Ben kapıya giderken kapı bir kaç kere daha çalındı. Klasik Işık. Ne anahtar taşırdı ne de beklemekten hoşlanırdı.
"Patlama Işık! Geldim!"
Kapının kilidini çevirip açtığım anda sertçe yutkundum.
"Sarp?! Senin bu halin ne?!"
"Yasmin?"
Yasmin benim hiç bir şey yapmama izin vermeden beni ittirdi ve içeri girdi. Elleriyle yüzümü avuçlayıp telaş dolu gözlerini yüzümde gezdirdi.
"Ağladın mı sen?! Yine mi içtin yok-"
"İçmedim."
"Ağladın mı o zaman?"
Yasmin'in sorusu üzerine kendimi geri çektim. Hem daha fazla ellerinin yüzümde olmaması gerekiyordu. Onun bana ufak da olsa dokunuyor olması cennette gibi hissettiriyordu ama ben kendi cehennemimi seçmiştim.
"Seni ilgilendirmiyor."
"Sarp, biz ayrılmadık. Tek tarafın isteğiyle olmuyor o iş. Yani sevgilin olarak, hala senin hakkında bileği sahibi olma hakkım var. Tekrar soruyorum, ağladın mı?!"
"Ağladım! Oldu mu?!"
Hiddetli çıkışımla Yasmin kendini biraz geri çekti. Ama gitmeyeceğini de belli edercesine bu geri çekilişle kapıyı kapattı.
"Yasmin, ne yapıyorsun?"
"Sevgilimin evinde sevgilimle konuşuyorum."
Alay dolu cevabına karşılık gözlerimi devirdim. Anlamıyordu.
"Işık gelir birazdan. Seni burada görürse-"
"Birincisi Işık'ın beni burada görmesi umrumda bile değil. İkincisi ise Işık şu ana kadar gelmediyse gelmez."
İkinci cümleyi söylerken ki rahatsızlığı benim de kaşlarımı çatmama neden olmuştu. Alara'yla mı buluşacaktı ki okul çıkışı?
"Neden gelmeyecek?"
"Onu sonra anlatırım ama ilk önce... Benden neden ayrılmak istedin?"
Yasmin'in konuyu değiştiren sorusuyla beraber yeniden yutkundum. Bu soru cevap vermek istediğim türden bir soru değildi.
"Dün de söylediğim gibi. Bendekinin sevgi olmadığını fark ettim. İstemediğim bir ilişkiyi yürütemem Yasmin."
Ona bakmamaya çalışarak kurduğum cümlelerden sonra tepkisini ölçmek için baktım. İlk gördüğüm şey ise öfke dolu mavi gözler olmuştu.
"Sevgi değilmiş ne demek?! Bana gizli numaradan mesajlar atıp' "Aşığım." deyip, ortaya çıkıp, aklımdaki ve kalbimdekini yerini bana fark ettirip bunu yapamazsın! Ben senin oyuncağın değilim!"

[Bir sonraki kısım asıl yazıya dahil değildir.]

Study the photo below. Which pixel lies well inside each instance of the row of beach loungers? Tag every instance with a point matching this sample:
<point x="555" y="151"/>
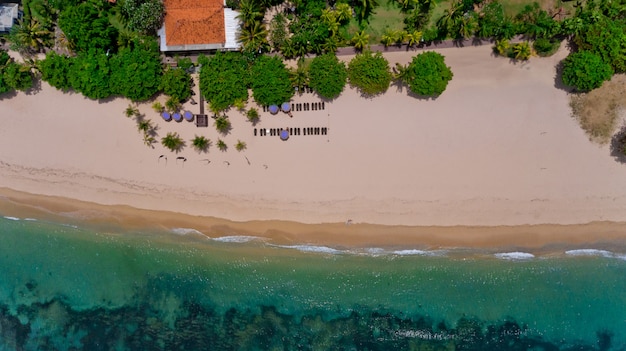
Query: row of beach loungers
<point x="303" y="106"/>
<point x="292" y="131"/>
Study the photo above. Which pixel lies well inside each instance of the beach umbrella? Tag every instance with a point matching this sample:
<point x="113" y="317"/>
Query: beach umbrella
<point x="286" y="107"/>
<point x="188" y="116"/>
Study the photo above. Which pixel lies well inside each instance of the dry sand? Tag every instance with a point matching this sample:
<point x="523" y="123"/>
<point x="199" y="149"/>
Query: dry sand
<point x="499" y="147"/>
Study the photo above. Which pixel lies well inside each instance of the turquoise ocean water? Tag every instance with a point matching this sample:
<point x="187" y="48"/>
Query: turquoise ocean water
<point x="81" y="287"/>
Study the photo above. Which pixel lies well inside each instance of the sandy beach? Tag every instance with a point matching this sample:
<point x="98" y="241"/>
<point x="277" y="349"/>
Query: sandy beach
<point x="498" y="148"/>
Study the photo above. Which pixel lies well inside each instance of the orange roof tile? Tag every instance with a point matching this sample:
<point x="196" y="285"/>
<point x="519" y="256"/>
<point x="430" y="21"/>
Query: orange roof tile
<point x="194" y="22"/>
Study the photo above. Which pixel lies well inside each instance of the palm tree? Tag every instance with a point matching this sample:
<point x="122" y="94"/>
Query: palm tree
<point x="240" y="146"/>
<point x="30" y="36"/>
<point x="360" y="40"/>
<point x="343" y="12"/>
<point x="221" y="145"/>
<point x="249" y="13"/>
<point x="502" y="47"/>
<point x="131" y="111"/>
<point x="254" y="38"/>
<point x="331" y="44"/>
<point x="173" y="141"/>
<point x="222" y="124"/>
<point x="364" y="9"/>
<point x="522" y="51"/>
<point x="413" y="38"/>
<point x="200" y="143"/>
<point x="253" y="115"/>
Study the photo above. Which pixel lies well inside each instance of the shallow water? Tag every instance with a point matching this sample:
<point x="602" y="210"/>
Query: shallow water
<point x="83" y="287"/>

Sesindeki öfke benim de canımı yakarken özür dileyip sarılmamak için kendimi tuttum.
"Yasmin, böyle yaparak zorlaştırıyorsun. Bizimkiler gelecek zaten şimdi, gider misin artık?"
Bu cümlemin ardından yediğim tokat ile kafam sola doğru savruldu. Gözlerimi yumup derin bir nefes verdim ve Yasmin'e döndüm yeniden. Gözlerinden yaşlar akmaya başlamıştı.
"Sen benim tanıdığım Sarp değilsin. Benim tanıdığım Sarp, karşısındakini kırmamak için tek kelime etmezdi. Sen Sarp değilsin. Sarp nerede?! Nerede benim tanıdığım, sevdiğim Sarp?!"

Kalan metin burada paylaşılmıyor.